I must have missed this in the article. Where was this?

...It's in the comment you were responding to. Directly above the section you quoted.
I understand that, but it wasn't clear to me where those examples came from.
It's pretty obvious from the whole comment that they're his own experience. Are you going anywhere with this or are you just saying things?
It provided the wrong file-types for some files, so I cannot rely on its output to be correct.

If you wanted to, for example, use this tool to route different files to different format-specific handlers it would sometimes send files to the wrong handlers.

Except a 100% correct implementation doesn't exist AFAIK. So if I want to do anything that makes a decision based on the type of a file, I have to pick some algorithm to do that. If I can do that correctly 99% of the time, that's better than not being able to make that decision at all, which is where I'm left if a perfect implementation doesn't exist.
Nobody's asking for perfection. But the AI is offering inexplicable and obvious nondeterministic mistakes that the traditional algorithms don't suffer from.

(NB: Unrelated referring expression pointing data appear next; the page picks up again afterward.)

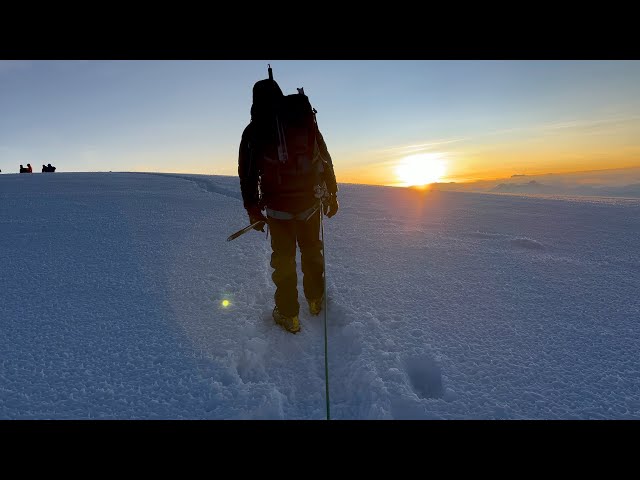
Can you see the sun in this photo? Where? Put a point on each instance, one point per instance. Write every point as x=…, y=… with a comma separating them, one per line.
x=421, y=169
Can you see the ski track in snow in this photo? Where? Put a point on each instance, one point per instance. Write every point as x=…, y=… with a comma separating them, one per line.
x=441, y=305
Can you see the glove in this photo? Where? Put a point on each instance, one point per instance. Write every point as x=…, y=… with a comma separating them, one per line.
x=330, y=206
x=255, y=215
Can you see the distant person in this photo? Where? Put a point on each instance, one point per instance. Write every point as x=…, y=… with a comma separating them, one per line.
x=295, y=189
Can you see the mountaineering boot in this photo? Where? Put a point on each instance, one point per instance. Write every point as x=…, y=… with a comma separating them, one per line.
x=315, y=305
x=290, y=324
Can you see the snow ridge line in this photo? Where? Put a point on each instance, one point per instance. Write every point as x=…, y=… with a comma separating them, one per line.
x=203, y=184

Magika goes wrong and your fonts become audio files and nobody knows why. Magic goes wrong and your ZIP-based documents get mistaken for generic ZIP files. If you work with that edge case a lot, you can anticipate it with traditional algorithms. You can't anticipate nondeterministic hallucination.

Seconding this.

Something like Magika is potentially useful as a second pass if conventional methods of detecting a file type fail or yield a low-confidence result. But, for the majority of binary files, those conventional methods are perfectly adequate. If the first few bytes of a file are "GIF89a", you don't need an AI to tell you that it's probably a GIF image.

Doesn't seem all that non-deterministic. I tested the vba.html example multiple times and it always said it was VBA. I added a space between </HEAD> and <BODY> and it correctly picked HTML as most likely but with a low confidence.

So I think we can say it's sensitive to mysterious features, not that it's non-deterministic. Still leads to your same conclusion that you can't anticipate the failures. But I don't think you can with traditional tools either. Some magic numbers are just plain text (like MZ) which could legitimately accidentally appear at the beginning of a plain text file, for example.

Where are you getting the non-determinism part from? It would seem surprising for there to be anything non-deterministic about an ML model like this, and nothing in the original reports seems to suggest that either.
Large ML models tend to be uncorrectably non-deterministic simply from doing lots of floating point math in parallel. Addition and multiplication of floats is neither commutative nor associative - you may get different results depending on the order in which you add/multiply numbers.
> It would seem surprising for there to be anything non-deterministic about an ML model like this

I think there may be some confusion of ideas going in here. Machine learning is fundamentally stochastic, so it is non-deterministic almost by definition.